David Wu Ject-Key (AMERICAN/CHINESE, 1890-1968)

As a first-generation Chinese American artist, David Wu Ject-key's artworks project a profound imprint of the era. Wu was born at the end of nineteenth century and emigrated to America in 1902. There he received formal training from the Royal Canadian Academy of Art, the Grand Central School of Art and the Art Students League. Compared to Li Tiefu Li Yun Gee, Wu's works manifest a transformation of oil painting from classicalism to modernism.  Realism served as the backbone of Wu's paintings and he enriched the canvas in an impressionistic manner. On one hand, his accurate depiction of the relationship between light and shadow as well as the human body proportion demonstrates a robust academia approach. On the other hand, his free and loose brushstrokes and chromatic use of colours aligns with the impressionistic style. In one of Wu's exhibition catalogues, Warren Bower, who was then the director of Department of Art in New York University, praised that "[Wu] respects the truth as he sees it through clear eyes, whose strength is reflected in the colours and forms that he uses characteristically in his paintings".

David Wu Ject-key's landscape paintings fully embody the spirit of sketching, which was advocated in the European art world during mid-nineteenth century.

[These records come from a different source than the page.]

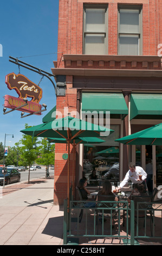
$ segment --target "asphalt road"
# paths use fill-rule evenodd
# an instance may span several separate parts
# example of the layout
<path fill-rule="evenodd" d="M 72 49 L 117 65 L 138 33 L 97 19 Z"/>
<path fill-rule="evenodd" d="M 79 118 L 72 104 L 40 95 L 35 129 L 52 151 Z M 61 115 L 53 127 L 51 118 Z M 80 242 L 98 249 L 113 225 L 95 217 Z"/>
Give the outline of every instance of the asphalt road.
<path fill-rule="evenodd" d="M 50 169 L 49 168 L 49 175 L 54 175 L 54 170 Z M 29 170 L 25 172 L 20 172 L 21 179 L 20 181 L 25 181 L 28 180 Z M 37 169 L 36 170 L 30 171 L 30 180 L 35 178 L 46 177 L 46 168 L 42 167 L 42 169 Z"/>

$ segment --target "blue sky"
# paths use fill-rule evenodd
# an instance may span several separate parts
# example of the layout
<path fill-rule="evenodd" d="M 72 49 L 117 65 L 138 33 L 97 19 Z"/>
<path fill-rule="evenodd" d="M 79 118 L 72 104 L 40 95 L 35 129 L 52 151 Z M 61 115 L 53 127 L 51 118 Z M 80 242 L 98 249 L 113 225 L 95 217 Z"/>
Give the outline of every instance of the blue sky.
<path fill-rule="evenodd" d="M 44 77 L 40 84 L 43 90 L 40 103 L 47 105 L 47 111 L 41 115 L 24 118 L 21 118 L 19 111 L 4 115 L 3 97 L 5 95 L 18 97 L 16 91 L 10 90 L 5 83 L 7 75 L 18 73 L 17 65 L 9 61 L 9 56 L 19 58 L 42 54 L 20 59 L 51 73 L 53 61 L 57 60 L 55 53 L 57 50 L 59 0 L 1 0 L 0 10 L 0 44 L 3 46 L 3 56 L 0 57 L 0 142 L 4 145 L 5 133 L 14 134 L 14 138 L 6 136 L 6 145 L 13 147 L 22 138 L 20 131 L 24 128 L 25 123 L 33 126 L 42 123 L 43 117 L 55 106 L 56 95 L 52 83 Z M 39 74 L 23 68 L 20 67 L 20 72 L 36 84 L 41 78 Z"/>

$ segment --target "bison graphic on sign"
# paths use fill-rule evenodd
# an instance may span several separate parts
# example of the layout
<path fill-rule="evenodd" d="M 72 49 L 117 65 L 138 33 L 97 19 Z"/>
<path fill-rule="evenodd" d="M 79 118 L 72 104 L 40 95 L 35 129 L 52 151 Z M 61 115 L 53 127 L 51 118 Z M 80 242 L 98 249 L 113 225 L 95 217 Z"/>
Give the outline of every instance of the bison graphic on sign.
<path fill-rule="evenodd" d="M 42 90 L 23 75 L 11 73 L 5 76 L 5 83 L 10 90 L 14 89 L 21 99 L 31 97 L 30 101 L 38 103 L 42 97 Z"/>

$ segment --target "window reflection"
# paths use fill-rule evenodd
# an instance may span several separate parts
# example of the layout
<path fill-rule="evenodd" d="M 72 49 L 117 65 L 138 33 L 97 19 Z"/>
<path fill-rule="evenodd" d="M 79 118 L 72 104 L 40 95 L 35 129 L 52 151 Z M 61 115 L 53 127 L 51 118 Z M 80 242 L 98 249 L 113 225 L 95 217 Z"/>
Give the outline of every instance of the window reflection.
<path fill-rule="evenodd" d="M 162 185 L 162 146 L 156 146 L 157 187 Z"/>

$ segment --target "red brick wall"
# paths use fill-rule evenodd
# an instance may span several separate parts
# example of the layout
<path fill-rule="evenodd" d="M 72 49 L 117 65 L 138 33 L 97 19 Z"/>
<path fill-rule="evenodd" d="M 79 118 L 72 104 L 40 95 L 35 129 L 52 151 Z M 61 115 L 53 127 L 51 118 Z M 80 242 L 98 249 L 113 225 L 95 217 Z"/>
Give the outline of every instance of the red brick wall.
<path fill-rule="evenodd" d="M 118 2 L 133 4 L 132 0 L 60 0 L 58 52 L 82 54 L 83 5 L 84 3 L 108 5 L 108 54 L 118 54 Z M 162 44 L 161 0 L 135 0 L 142 4 L 143 55 L 157 55 Z M 161 41 L 160 41 L 161 40 Z M 57 68 L 63 66 L 58 54 Z"/>
<path fill-rule="evenodd" d="M 69 113 L 76 111 L 76 89 L 73 88 L 73 77 L 67 76 L 66 83 L 66 96 L 57 97 L 57 110 L 62 113 L 62 117 L 64 117 L 65 107 L 68 108 Z M 67 114 L 65 114 L 65 115 Z M 73 180 L 73 150 L 72 145 L 70 153 L 70 184 Z M 66 144 L 56 144 L 54 203 L 59 205 L 63 204 L 63 200 L 67 197 L 68 161 L 62 159 L 64 153 L 68 153 Z"/>

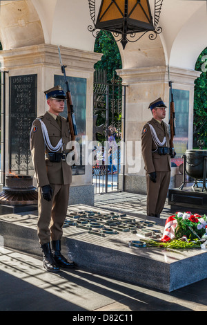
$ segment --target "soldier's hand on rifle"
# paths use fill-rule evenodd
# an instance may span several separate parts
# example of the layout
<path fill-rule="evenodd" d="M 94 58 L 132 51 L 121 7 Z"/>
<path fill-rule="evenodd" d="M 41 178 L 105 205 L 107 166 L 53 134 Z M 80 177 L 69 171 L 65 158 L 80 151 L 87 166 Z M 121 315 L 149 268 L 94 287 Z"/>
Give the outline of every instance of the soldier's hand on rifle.
<path fill-rule="evenodd" d="M 176 156 L 176 152 L 175 151 L 174 154 L 172 154 L 171 156 L 170 156 L 170 158 L 175 158 Z"/>
<path fill-rule="evenodd" d="M 153 183 L 156 183 L 156 171 L 153 171 L 152 173 L 149 173 L 150 178 Z"/>
<path fill-rule="evenodd" d="M 41 194 L 43 198 L 48 201 L 52 200 L 52 195 L 53 193 L 53 190 L 50 185 L 44 185 L 41 187 Z"/>

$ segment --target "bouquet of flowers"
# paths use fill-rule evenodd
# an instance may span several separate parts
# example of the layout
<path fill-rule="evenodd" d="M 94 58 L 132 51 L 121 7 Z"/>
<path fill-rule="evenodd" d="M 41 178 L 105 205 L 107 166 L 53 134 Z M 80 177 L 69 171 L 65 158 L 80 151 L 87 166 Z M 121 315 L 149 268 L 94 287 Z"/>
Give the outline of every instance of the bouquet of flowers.
<path fill-rule="evenodd" d="M 165 248 L 207 248 L 207 217 L 191 212 L 176 212 L 167 219 L 161 242 L 146 241 L 148 245 Z"/>
<path fill-rule="evenodd" d="M 181 238 L 186 236 L 187 239 L 195 239 L 195 236 L 201 239 L 206 234 L 207 237 L 207 219 L 206 215 L 201 217 L 197 214 L 192 214 L 188 212 L 185 213 L 177 212 L 175 219 L 177 226 L 175 230 L 175 238 Z"/>

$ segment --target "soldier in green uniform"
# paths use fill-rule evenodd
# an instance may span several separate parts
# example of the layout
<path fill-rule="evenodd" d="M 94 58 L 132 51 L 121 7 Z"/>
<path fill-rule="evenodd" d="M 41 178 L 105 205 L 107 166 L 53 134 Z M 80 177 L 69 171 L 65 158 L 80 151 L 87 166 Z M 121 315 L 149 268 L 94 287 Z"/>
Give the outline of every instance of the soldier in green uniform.
<path fill-rule="evenodd" d="M 70 141 L 67 120 L 59 115 L 64 110 L 66 94 L 59 86 L 45 92 L 48 111 L 37 118 L 30 132 L 30 149 L 34 177 L 39 187 L 37 234 L 43 253 L 43 266 L 50 272 L 71 268 L 72 261 L 61 254 L 61 239 L 72 181 L 66 149 Z"/>
<path fill-rule="evenodd" d="M 168 191 L 172 156 L 168 124 L 163 121 L 166 106 L 159 98 L 150 103 L 148 108 L 151 109 L 152 118 L 144 126 L 141 133 L 147 185 L 147 215 L 159 218 Z"/>

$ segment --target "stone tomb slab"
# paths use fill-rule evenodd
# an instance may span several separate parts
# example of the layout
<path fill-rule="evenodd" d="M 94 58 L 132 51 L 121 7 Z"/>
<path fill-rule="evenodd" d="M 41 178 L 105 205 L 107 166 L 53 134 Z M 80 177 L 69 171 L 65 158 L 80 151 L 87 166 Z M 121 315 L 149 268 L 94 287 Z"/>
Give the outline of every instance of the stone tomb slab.
<path fill-rule="evenodd" d="M 131 246 L 132 241 L 148 238 L 149 234 L 161 236 L 164 227 L 146 217 L 121 214 L 84 205 L 70 206 L 63 228 L 63 253 L 79 268 L 167 292 L 207 277 L 206 251 Z M 37 221 L 36 212 L 1 216 L 5 246 L 41 256 Z"/>

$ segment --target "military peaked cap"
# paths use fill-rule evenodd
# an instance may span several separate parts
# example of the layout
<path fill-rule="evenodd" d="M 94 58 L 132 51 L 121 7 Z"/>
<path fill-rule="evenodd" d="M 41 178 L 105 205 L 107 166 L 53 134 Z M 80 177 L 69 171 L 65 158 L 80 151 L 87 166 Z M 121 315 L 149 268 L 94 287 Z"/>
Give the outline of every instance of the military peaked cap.
<path fill-rule="evenodd" d="M 44 91 L 47 100 L 52 98 L 54 100 L 66 100 L 66 95 L 60 86 L 55 86 L 48 91 Z"/>
<path fill-rule="evenodd" d="M 148 109 L 150 109 L 150 110 L 152 111 L 153 109 L 155 109 L 155 107 L 167 107 L 167 106 L 164 104 L 162 99 L 159 98 L 157 98 L 157 100 L 152 102 L 152 103 L 150 103 Z"/>

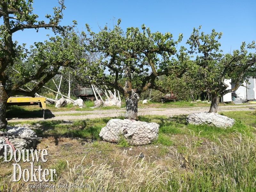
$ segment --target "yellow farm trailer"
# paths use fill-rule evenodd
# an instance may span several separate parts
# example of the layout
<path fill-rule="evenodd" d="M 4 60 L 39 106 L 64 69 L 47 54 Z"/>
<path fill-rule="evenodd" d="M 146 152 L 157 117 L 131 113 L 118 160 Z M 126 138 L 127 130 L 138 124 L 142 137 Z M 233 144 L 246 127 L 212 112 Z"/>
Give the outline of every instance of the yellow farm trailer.
<path fill-rule="evenodd" d="M 43 109 L 43 117 L 44 118 L 44 109 L 46 109 L 46 99 L 44 97 L 10 97 L 7 101 L 7 105 L 38 105 Z"/>

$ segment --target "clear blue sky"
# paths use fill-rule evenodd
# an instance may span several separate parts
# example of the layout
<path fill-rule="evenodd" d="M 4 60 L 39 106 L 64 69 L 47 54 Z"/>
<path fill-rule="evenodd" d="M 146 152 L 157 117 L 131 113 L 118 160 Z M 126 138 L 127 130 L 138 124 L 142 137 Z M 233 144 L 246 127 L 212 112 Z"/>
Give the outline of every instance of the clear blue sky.
<path fill-rule="evenodd" d="M 52 14 L 52 8 L 57 0 L 35 0 L 34 12 L 44 20 L 47 13 Z M 65 0 L 61 24 L 77 21 L 77 28 L 85 30 L 88 23 L 93 31 L 99 30 L 106 23 L 113 26 L 113 19 L 121 19 L 124 30 L 128 27 L 140 27 L 145 24 L 151 32 L 169 32 L 173 38 L 183 33 L 185 44 L 193 28 L 202 26 L 201 31 L 210 33 L 212 28 L 223 32 L 221 48 L 224 53 L 239 49 L 242 41 L 256 40 L 256 0 Z M 25 30 L 15 33 L 13 40 L 28 45 L 48 39 L 50 30 Z"/>

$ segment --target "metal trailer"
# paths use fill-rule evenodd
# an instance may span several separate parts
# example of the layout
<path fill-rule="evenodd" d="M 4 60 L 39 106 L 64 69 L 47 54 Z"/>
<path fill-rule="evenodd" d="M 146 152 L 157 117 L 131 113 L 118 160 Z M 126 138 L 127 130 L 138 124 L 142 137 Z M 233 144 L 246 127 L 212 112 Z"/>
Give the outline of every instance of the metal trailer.
<path fill-rule="evenodd" d="M 101 95 L 103 95 L 103 92 L 98 88 L 97 88 L 97 90 Z M 95 99 L 92 88 L 78 87 L 73 90 L 73 94 L 76 97 L 84 100 L 90 99 L 93 100 Z"/>
<path fill-rule="evenodd" d="M 237 89 L 232 92 L 232 100 L 247 101 L 256 99 L 256 79 L 248 76 L 244 80 Z M 232 84 L 232 88 L 234 87 L 235 84 Z"/>
<path fill-rule="evenodd" d="M 161 98 L 161 101 L 162 103 L 169 101 L 176 101 L 176 100 L 178 99 L 177 97 L 175 97 L 172 93 L 172 91 L 171 91 L 171 93 L 167 93 L 163 97 Z"/>
<path fill-rule="evenodd" d="M 7 106 L 38 105 L 43 109 L 43 116 L 44 119 L 44 110 L 46 109 L 46 98 L 44 97 L 10 97 L 7 101 Z"/>

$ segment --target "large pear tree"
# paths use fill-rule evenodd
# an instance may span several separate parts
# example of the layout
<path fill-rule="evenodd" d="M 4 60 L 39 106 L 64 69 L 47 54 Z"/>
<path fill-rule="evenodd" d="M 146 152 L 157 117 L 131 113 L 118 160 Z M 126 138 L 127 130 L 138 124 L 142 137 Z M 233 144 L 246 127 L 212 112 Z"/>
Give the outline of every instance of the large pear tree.
<path fill-rule="evenodd" d="M 181 76 L 190 62 L 184 47 L 179 51 L 176 49 L 182 34 L 174 41 L 170 33 L 151 33 L 144 25 L 140 30 L 130 27 L 125 32 L 120 22 L 118 20 L 112 29 L 105 26 L 98 33 L 86 25 L 89 34 L 85 47 L 93 56 L 85 77 L 92 83 L 119 90 L 125 98 L 125 118 L 137 120 L 141 93 L 148 89 L 166 92 L 169 87 L 162 86 L 158 77 Z"/>
<path fill-rule="evenodd" d="M 240 50 L 224 54 L 219 42 L 222 33 L 213 29 L 211 34 L 205 34 L 199 32 L 200 28 L 194 28 L 187 42 L 190 45 L 188 52 L 196 55 L 190 74 L 194 80 L 194 86 L 211 94 L 209 112 L 216 113 L 220 97 L 236 90 L 247 70 L 255 65 L 256 46 L 254 41 L 247 45 L 244 42 Z M 230 79 L 235 85 L 233 89 L 224 81 Z"/>
<path fill-rule="evenodd" d="M 53 8 L 53 16 L 46 15 L 46 23 L 36 20 L 38 16 L 33 12 L 32 0 L 0 0 L 0 19 L 3 24 L 0 25 L 0 129 L 7 124 L 5 115 L 9 97 L 17 95 L 34 96 L 59 73 L 60 67 L 76 63 L 72 52 L 79 49 L 76 35 L 68 33 L 71 27 L 59 24 L 65 8 L 63 2 L 60 1 L 60 6 Z M 51 28 L 60 35 L 43 43 L 35 43 L 30 51 L 25 45 L 19 45 L 13 39 L 13 35 L 17 31 L 30 28 L 38 31 L 42 28 Z M 18 61 L 22 60 L 29 60 L 33 70 L 28 70 L 19 64 Z M 33 87 L 26 89 L 26 85 L 32 82 L 34 84 L 30 85 Z"/>

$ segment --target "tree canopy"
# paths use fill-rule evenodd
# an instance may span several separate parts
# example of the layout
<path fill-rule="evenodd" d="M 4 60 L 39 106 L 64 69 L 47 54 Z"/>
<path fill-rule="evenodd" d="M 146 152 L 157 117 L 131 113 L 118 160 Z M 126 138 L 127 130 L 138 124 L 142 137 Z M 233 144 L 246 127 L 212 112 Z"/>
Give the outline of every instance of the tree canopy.
<path fill-rule="evenodd" d="M 246 70 L 255 64 L 256 46 L 254 41 L 247 45 L 243 42 L 240 50 L 223 54 L 219 42 L 222 33 L 212 29 L 210 34 L 200 33 L 200 28 L 194 28 L 187 42 L 190 45 L 188 53 L 196 56 L 190 74 L 194 79 L 194 86 L 212 94 L 209 112 L 216 112 L 220 97 L 237 89 Z M 248 52 L 248 50 L 254 52 Z M 230 79 L 235 84 L 233 89 L 224 82 Z"/>
<path fill-rule="evenodd" d="M 87 39 L 86 49 L 95 54 L 96 59 L 88 65 L 85 75 L 95 77 L 88 78 L 92 83 L 120 91 L 125 98 L 126 117 L 136 119 L 136 100 L 140 94 L 151 88 L 166 92 L 168 88 L 158 83 L 158 78 L 181 75 L 188 68 L 189 57 L 183 47 L 179 51 L 176 49 L 182 34 L 174 41 L 170 33 L 151 33 L 144 25 L 141 30 L 132 27 L 125 33 L 119 26 L 120 22 L 118 20 L 114 28 L 105 26 L 98 33 L 86 25 L 90 37 Z M 123 76 L 124 84 L 119 81 Z"/>
<path fill-rule="evenodd" d="M 37 20 L 32 0 L 0 1 L 0 19 L 3 24 L 0 25 L 0 128 L 7 124 L 5 114 L 9 97 L 18 94 L 34 96 L 58 73 L 60 67 L 77 64 L 73 52 L 79 50 L 78 39 L 72 32 L 74 26 L 60 25 L 65 7 L 63 0 L 59 3 L 59 7 L 53 8 L 54 15 L 46 15 L 46 23 Z M 38 31 L 41 28 L 51 28 L 59 36 L 44 43 L 35 43 L 30 51 L 25 44 L 19 45 L 12 39 L 13 34 L 18 31 L 30 28 Z M 30 67 L 24 68 L 20 63 L 22 60 L 29 62 L 27 66 Z M 32 88 L 25 90 L 26 84 L 36 80 Z"/>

With the advances in pigment production, artists could now carry portable tools and work at the suburbs. This encouraged the Barbizon School of painters and Impressionists to paint en plein air; marking the prologue of Modern Art. Impressionist painting emphasizes on the depiction of vibrant change of colours under the natural light – the movement was deeply influential in the era and in David Wu Ject-key's work.